HSA: A Retirement Account for your Health
Health care is often one of the most significant expenses in retirement. By contributing to an HSA while working, you can build a dedicated account to fund health care costs while working and fund future health care costs while in retirement. You can create a dedicated fund to cover expenses in retirement while preserving the value of your other retirement accounts.
An HSA account offers Triple Tax Advantages.

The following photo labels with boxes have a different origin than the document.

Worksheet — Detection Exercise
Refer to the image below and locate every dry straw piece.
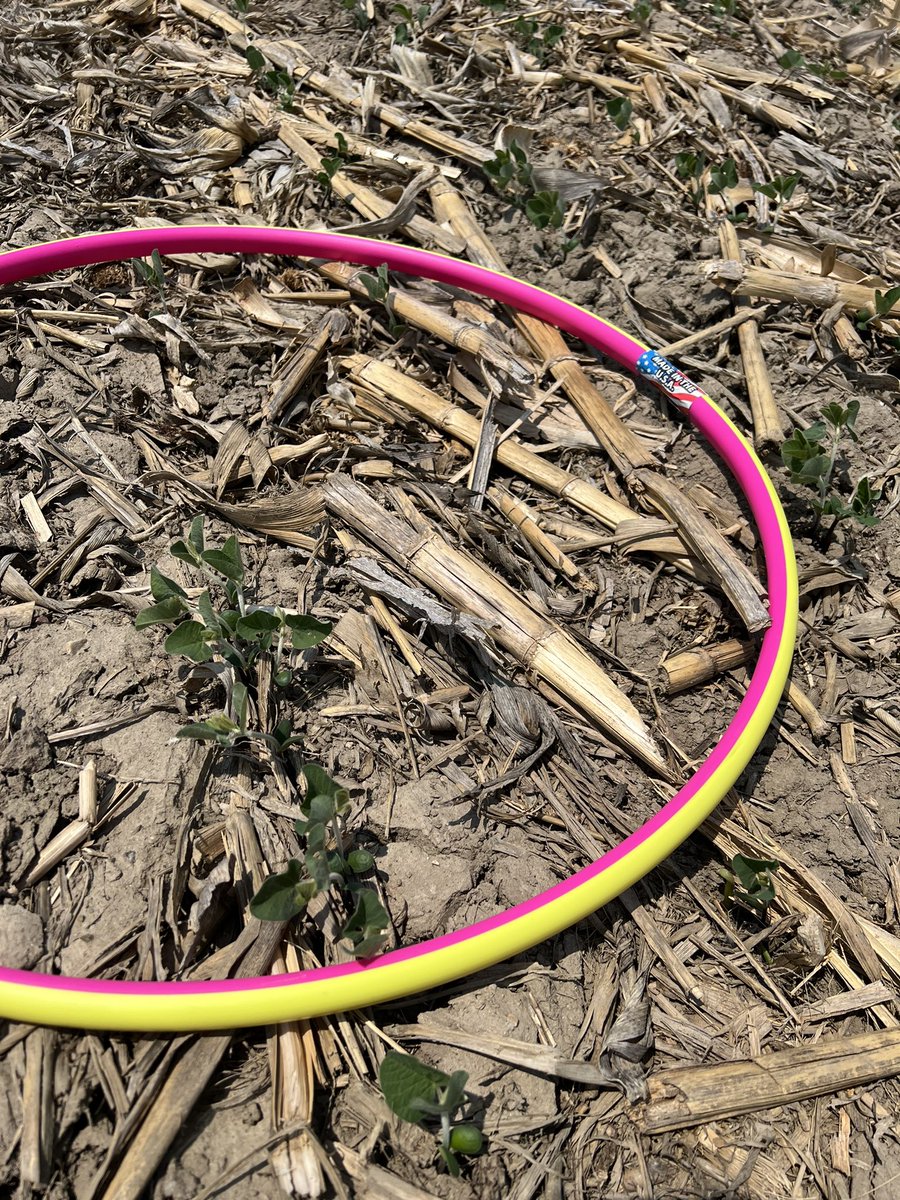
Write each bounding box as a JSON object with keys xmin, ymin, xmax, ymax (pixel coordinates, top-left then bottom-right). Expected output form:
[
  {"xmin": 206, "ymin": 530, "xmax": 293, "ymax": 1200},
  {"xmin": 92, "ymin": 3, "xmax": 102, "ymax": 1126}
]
[{"xmin": 323, "ymin": 475, "xmax": 670, "ymax": 778}]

Tax-Deductible Contributions with pre-tax dollars, which reduce your taxable income in the current year
Tax Free Growth, as most HSA accounts allow you to use excess HSA funds to grow by earning interest, or invest in the market
Tax-Free Withdrawals when you use your HSA funds to pay for qualified medical expenses
Other Benefits of an HSA Account
The HSA belongs to you, funds roll over from year to year, and stay with you if you change jobs or health care plans
Individuals age 55 and older can make additional catch-up contributions per year
There is no required minimum distribution, unlike other traditional retirement accounts
Provides an additional source of tax-advantaged income in retirement.
Important considerations
To be eligible to contribute to an HSA, you must be enrolled in a High-Deductible Health Care Plan
Understanding what the IRS defines as qualified medical expenses to ensure distributions from an HSA can be made tax-free withdrawals.
HSAs are relatively new, having been created in 2003, and our older generations did not have full access to them during their working careers. It has become a vital retirement tool in paying for health care costs and controlling taxability on those costs in retirement.